Keywords: Oxidative stress; MicroRNA; Signal transduction; Therapeutic target
Title: miR-34a is involved in oxidative stress response induced by radiotherapy through NRF2 modulation in different cancer cell lines.
Authors: Paolo Tini
Abstract: MicroRNAs (miRNA) regulate processes as development, apoptosis or oxidative stress, or multiple diseases including cancer. However, their involvement in redox balance as radiation response is not fully elucidated. Here, we investigated the role of miR-34a in regulating apoptosis and oxidative stress induced by radiation therapy (RT) in human HeLa, rhabdomyosarcoma (RD) and glioblastoma (T98G) lines.Cells were transfected with miR-34a inhibitor, radiations were delivered using x-6 MV photon linear accelerator (0.5, 2, 4 Gy) and their effects assessed by clonogenic assay. Apoptosis and superoxide anion were detected by cytometry. MiR-34a, silencing information regulator (SIRT)1, B-cell lymphoma (BCL)2, superoxide dismutase (SOD)-2, catalase (CAT) and nuclear factor erythroid (NRF)2 expression was analyzed by qRT-PCR. NRF2 activation was assessed by immunofluorescence.

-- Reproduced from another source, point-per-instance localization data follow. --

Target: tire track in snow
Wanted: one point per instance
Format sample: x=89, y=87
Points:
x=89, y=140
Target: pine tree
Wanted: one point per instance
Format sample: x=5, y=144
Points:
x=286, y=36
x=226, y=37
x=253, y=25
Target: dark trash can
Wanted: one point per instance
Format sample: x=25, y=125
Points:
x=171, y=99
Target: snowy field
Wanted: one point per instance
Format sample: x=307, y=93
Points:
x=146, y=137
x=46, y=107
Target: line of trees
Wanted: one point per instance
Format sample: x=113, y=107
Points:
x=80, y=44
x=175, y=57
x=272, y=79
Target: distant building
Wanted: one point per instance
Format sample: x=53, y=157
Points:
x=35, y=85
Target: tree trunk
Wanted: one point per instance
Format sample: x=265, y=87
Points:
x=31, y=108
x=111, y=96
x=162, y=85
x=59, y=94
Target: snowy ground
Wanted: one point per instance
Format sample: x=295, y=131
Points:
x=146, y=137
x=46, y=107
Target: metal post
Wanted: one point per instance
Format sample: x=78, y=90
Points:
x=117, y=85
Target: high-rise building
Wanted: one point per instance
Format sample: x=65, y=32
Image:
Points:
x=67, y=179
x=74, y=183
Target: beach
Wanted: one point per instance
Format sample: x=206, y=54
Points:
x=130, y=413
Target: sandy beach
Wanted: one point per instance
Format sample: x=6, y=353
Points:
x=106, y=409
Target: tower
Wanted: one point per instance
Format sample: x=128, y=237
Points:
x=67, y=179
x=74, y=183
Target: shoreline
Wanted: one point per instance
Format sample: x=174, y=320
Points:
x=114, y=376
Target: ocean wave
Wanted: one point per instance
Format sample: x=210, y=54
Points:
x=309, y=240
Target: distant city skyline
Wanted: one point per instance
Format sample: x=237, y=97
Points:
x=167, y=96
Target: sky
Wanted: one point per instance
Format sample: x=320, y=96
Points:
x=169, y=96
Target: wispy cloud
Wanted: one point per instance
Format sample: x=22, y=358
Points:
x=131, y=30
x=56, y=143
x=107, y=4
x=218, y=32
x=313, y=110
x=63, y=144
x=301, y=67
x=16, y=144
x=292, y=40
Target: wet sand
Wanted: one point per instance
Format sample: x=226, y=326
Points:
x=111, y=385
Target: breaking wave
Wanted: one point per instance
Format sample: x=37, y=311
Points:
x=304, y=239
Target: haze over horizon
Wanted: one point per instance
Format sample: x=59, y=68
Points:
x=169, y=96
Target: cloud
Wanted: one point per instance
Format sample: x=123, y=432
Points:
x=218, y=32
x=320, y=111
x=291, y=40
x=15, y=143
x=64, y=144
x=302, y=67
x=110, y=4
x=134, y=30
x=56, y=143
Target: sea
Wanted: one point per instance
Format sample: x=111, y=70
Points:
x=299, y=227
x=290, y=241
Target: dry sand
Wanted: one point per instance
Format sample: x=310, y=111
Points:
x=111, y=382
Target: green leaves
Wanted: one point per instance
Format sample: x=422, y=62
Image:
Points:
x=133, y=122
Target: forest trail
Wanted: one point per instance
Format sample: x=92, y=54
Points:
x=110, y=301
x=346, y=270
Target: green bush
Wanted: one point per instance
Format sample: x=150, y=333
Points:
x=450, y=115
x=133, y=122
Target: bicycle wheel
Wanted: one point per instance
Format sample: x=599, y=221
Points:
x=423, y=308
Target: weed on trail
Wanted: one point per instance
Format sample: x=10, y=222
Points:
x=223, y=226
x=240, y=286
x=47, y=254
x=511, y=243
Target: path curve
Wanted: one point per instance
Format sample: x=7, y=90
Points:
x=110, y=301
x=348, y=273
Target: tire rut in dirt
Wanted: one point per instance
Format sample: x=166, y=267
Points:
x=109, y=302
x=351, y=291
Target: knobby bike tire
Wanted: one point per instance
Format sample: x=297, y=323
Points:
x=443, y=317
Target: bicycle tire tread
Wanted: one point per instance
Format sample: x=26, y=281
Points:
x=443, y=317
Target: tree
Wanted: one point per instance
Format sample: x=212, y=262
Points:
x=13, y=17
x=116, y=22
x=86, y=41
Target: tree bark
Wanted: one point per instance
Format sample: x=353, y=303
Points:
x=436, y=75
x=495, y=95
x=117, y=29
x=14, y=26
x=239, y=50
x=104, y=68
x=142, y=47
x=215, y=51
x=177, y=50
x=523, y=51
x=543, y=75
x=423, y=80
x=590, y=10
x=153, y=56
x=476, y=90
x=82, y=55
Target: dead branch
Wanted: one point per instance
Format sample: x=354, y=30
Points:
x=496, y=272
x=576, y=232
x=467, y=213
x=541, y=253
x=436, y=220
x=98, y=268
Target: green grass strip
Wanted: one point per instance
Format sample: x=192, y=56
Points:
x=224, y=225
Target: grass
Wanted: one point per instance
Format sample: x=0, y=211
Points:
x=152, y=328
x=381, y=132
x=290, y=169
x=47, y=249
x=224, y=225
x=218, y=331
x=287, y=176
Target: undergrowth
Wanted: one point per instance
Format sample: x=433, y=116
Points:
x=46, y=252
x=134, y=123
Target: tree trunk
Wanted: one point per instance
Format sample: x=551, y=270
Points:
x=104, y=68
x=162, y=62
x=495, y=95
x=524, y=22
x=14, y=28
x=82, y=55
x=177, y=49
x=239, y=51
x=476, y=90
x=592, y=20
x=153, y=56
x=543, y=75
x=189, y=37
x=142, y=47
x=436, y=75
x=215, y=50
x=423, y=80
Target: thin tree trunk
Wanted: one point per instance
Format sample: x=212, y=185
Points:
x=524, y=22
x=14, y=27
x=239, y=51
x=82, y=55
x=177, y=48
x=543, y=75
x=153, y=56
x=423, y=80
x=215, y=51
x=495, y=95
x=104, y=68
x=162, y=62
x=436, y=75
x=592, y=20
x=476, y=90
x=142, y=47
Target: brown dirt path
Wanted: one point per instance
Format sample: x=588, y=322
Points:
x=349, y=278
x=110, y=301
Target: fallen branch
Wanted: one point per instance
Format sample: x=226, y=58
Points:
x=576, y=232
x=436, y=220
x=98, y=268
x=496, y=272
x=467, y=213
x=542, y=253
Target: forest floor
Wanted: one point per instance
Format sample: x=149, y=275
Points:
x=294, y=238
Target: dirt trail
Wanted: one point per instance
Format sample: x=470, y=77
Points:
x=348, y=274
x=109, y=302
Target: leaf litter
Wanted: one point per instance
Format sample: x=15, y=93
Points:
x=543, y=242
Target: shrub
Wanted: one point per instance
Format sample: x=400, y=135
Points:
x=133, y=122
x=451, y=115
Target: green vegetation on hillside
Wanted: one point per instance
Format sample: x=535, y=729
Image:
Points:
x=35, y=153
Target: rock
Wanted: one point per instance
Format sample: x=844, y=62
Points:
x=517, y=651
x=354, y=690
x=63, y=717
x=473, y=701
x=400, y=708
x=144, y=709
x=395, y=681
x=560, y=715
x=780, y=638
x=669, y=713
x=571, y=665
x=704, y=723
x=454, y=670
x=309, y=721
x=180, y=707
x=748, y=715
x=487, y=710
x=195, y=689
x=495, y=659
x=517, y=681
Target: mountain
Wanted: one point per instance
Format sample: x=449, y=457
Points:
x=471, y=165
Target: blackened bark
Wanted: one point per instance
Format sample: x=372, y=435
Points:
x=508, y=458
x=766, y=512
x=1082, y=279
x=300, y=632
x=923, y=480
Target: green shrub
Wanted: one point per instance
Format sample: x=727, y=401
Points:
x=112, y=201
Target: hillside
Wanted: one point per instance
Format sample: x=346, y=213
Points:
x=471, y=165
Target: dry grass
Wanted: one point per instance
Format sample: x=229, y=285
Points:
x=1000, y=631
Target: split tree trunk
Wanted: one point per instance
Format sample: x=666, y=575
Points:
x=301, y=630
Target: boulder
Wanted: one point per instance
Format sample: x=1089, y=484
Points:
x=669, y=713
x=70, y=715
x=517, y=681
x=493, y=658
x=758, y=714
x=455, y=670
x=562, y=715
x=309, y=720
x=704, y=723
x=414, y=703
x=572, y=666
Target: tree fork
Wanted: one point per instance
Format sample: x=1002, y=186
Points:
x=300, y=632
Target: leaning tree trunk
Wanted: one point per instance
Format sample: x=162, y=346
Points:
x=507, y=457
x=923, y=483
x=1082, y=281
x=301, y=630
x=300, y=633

Doses of RT significantly affected cell clonogenic ability, induced apoptosis and superoxide anion production, increased miR-34a, SIRT-1, BCL2, SOD-2, CAT and NRF2 gene expression in cancer lines compared to baseline. Transfection with miR-34a inhibitor suppressed the increase of apoptosis and oxidative stress caused by RT. RT significantly induced NRF2 activation and nuclear translocation, which was counteracted by silencing of miR-34a. Our data suggest the role of miR-34a in regulating apoptosis and oxidative stress induced by RT probably through the modulation of NRF2 activity. MiR-34a could represent a novel radiosensitizing therapeutic strategy for cancer clinical management.